Kautsar Widya Prabowo 04 Juni 2018 02:02 WIB
ruu kuhp
PPP Tolak Perilaku Cabul Masuk Penjelasan Pasal RUKHP
Sekjen PPP Arsul Sani. Foto: MI/Susanto
Jakarta: PPP menolak perbuatan cabul sesama jenis atau kaum LGBT hanya masuk dalam penjelasan pasal revisi Kitab Undang-Undang Hukum Pidana (RKUHP). Unsur tersebut seharunya masuk dalam rumusan pasal.

Sekreataris Jenderal PPP, Arsul Sani, yang juga anggota Panja (Panitai Kerja)
RKUHP Komisi III DPR menjelaskan bahwa reformulasi yang disampaikan tim ahli pemerintah menyangkut rumusan pasal-pasal dan juga penjelasan pasal. 

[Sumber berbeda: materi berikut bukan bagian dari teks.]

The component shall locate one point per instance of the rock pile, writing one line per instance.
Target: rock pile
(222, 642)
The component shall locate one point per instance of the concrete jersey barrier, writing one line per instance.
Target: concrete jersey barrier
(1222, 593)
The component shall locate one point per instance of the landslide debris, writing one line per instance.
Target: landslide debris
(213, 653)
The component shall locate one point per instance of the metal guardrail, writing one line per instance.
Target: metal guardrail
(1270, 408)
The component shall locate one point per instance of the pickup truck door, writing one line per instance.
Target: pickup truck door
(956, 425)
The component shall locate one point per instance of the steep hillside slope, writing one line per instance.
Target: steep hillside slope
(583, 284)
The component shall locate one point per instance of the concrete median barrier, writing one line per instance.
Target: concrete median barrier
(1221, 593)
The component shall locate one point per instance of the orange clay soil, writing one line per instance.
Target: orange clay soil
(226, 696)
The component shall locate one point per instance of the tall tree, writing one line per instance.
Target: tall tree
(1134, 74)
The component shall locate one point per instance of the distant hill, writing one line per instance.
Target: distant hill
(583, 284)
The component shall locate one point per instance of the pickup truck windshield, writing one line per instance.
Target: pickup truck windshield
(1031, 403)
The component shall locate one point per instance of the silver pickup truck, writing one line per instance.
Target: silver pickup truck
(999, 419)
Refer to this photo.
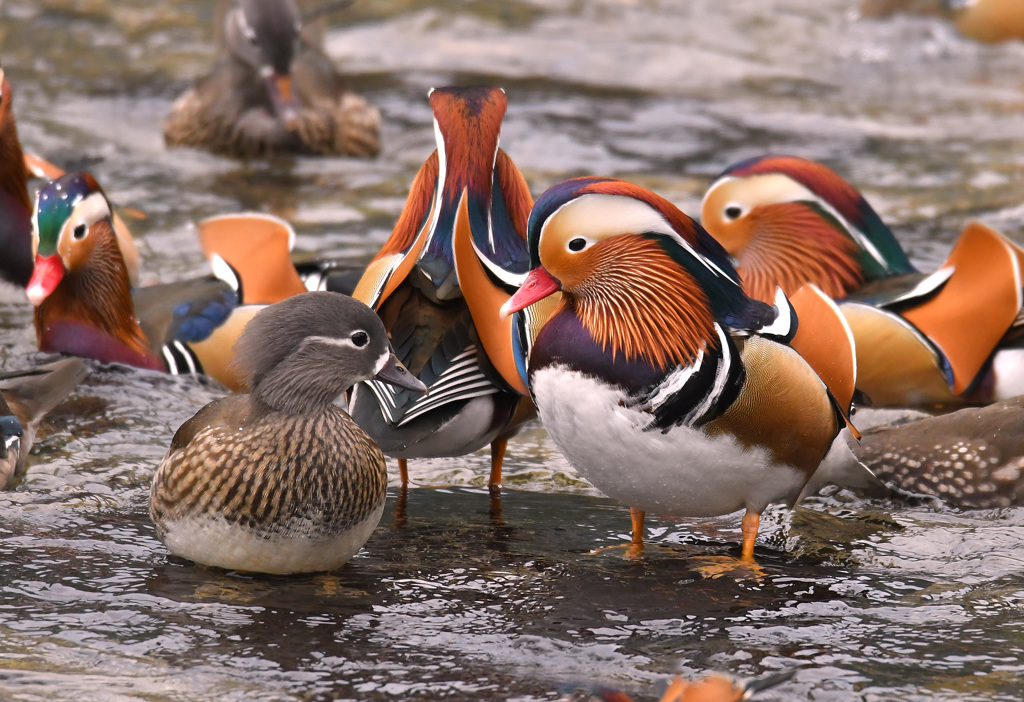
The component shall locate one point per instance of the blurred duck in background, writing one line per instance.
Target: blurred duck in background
(271, 90)
(456, 255)
(26, 396)
(82, 293)
(943, 340)
(984, 20)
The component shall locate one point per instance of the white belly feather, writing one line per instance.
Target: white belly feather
(682, 473)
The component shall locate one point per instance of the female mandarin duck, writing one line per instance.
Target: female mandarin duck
(282, 480)
(947, 339)
(658, 379)
(26, 396)
(15, 208)
(83, 298)
(271, 90)
(456, 255)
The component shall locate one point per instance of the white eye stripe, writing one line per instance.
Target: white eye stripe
(89, 211)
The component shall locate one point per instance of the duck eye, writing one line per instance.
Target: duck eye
(733, 212)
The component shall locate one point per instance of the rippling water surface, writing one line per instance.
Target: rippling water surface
(455, 598)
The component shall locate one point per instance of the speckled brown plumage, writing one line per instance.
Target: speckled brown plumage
(971, 458)
(273, 474)
(282, 480)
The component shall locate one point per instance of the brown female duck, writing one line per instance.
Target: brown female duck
(271, 90)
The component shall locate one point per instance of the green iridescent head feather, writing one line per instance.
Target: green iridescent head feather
(54, 205)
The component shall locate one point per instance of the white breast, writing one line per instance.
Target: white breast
(215, 541)
(681, 473)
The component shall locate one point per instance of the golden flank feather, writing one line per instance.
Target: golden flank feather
(636, 300)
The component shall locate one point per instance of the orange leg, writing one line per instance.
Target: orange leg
(752, 521)
(498, 447)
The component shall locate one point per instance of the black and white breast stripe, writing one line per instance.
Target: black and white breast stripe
(462, 380)
(695, 394)
(180, 359)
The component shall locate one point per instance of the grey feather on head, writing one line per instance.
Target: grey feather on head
(297, 355)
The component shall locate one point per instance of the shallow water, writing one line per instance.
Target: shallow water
(453, 599)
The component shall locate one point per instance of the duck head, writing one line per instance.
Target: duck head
(264, 35)
(300, 354)
(788, 221)
(645, 279)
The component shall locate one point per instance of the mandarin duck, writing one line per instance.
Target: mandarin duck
(455, 256)
(26, 396)
(271, 90)
(15, 208)
(657, 378)
(712, 688)
(84, 302)
(971, 458)
(16, 166)
(987, 20)
(946, 339)
(282, 480)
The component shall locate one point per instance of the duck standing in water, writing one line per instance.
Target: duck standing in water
(457, 254)
(948, 339)
(26, 396)
(660, 381)
(282, 480)
(271, 90)
(81, 290)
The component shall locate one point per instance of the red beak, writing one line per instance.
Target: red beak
(45, 277)
(538, 286)
(286, 102)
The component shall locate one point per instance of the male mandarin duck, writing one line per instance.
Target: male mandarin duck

"PPP tidak akan menerima kalau unsur sesama jenis maupun berlawanan jenis itu hanya masuk dalam penjelasan," ujar Sekreataris Jenderal PPP, Arsul Sani dalam keterangan tertulis, Jakarta, Minggu, 3 Juni 2018.


Dengan masuk dalam rumusan pasal, kata dia, bisa memberi pesan tegas kepada publik. Indonesia melarang perbuatan cabul yang dilakukan berlawan jenis maupun sesama jenis.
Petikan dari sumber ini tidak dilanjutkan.